式(1): CP=4.46C+2.37Mn/6+(1.18Cr+1.95Mo+1.74V)/5+(1.74Cu+1.7Ni)/15+22.36P
式(2): Py=C+Si/30+Mn/20+(Cu+Cr)/20+Ni/60+Mo/7+V/10+5×B
ここで、各式の右辺の元素記号はそれぞれの含有量(質量%)を表わし、含有しない場合は0とする。
[2] 鋼管母材表層部の金属組織が、島状マルテンサイトの体積分率は5%以下であり、残部がベイナイト又はベイナイトとフェライトの混合組織であることを特徴とする[1]に記載の耐硫化物応力腐食割れ性に優れた引張強度600MPa以上の高強度溶接鋼管。
はじめに鋼管母材部の化学成分の限定理由を説明する。

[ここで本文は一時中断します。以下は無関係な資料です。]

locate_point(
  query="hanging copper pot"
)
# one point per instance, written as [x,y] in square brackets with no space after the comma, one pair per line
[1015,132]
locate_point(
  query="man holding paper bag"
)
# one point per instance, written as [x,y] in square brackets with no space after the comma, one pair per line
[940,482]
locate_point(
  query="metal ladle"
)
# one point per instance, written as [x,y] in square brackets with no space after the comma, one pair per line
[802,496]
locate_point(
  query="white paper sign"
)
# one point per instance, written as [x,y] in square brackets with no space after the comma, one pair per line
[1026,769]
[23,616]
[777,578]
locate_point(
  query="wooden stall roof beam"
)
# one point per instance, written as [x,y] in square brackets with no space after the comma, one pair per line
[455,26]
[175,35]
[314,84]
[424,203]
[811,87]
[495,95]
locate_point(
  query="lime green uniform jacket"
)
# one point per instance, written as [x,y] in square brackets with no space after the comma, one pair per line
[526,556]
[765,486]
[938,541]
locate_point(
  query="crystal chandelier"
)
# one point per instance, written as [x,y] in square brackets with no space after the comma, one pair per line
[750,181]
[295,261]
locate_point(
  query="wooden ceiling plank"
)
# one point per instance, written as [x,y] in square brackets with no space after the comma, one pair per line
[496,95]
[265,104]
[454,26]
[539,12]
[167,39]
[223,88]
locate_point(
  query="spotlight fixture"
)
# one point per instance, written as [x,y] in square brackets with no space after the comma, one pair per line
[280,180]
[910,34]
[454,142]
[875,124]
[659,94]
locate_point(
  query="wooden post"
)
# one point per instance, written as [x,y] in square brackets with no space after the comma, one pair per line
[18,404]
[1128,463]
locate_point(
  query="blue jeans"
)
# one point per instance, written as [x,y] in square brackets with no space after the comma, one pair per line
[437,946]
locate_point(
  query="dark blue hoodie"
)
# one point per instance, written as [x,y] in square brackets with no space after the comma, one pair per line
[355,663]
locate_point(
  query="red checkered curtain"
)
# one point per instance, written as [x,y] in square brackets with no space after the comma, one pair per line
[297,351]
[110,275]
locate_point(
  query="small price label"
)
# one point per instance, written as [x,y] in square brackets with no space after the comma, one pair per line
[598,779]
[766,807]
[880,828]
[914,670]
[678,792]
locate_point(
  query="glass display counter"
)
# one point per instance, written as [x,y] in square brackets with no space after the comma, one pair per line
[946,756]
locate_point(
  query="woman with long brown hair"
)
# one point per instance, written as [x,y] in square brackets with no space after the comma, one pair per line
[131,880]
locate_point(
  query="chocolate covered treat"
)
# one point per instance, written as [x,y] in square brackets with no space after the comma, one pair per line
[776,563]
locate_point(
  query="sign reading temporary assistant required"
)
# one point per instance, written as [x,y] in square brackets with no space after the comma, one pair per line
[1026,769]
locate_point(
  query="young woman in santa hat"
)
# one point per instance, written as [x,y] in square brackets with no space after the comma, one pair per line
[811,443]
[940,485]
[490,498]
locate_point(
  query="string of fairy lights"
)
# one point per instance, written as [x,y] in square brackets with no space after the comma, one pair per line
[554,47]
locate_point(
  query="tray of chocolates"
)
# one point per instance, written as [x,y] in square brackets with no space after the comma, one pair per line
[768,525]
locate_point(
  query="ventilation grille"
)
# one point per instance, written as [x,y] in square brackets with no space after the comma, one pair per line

なお、単位は全て質量%とする。
Cは、鋼の強度を高めるために最も有効な元素である。しかし、0.02%未満では十分な強度を確保できず、0.06%を超えると焼入性が上昇し、偏析部や鋼表面部の硬さ上昇により耐サワー性を劣化させる。従って、C含有量は0.02〜0.06%の範囲とする。より好ましくは、0.03〜0.05%である。
Siは0.05%以上含有することで鋼を固溶強化するため、高強度化に有効である。しかし、0.5%を超えて含有すると靭性が著しく低下するため、Si含有量は0.05〜0.5%の範囲とする。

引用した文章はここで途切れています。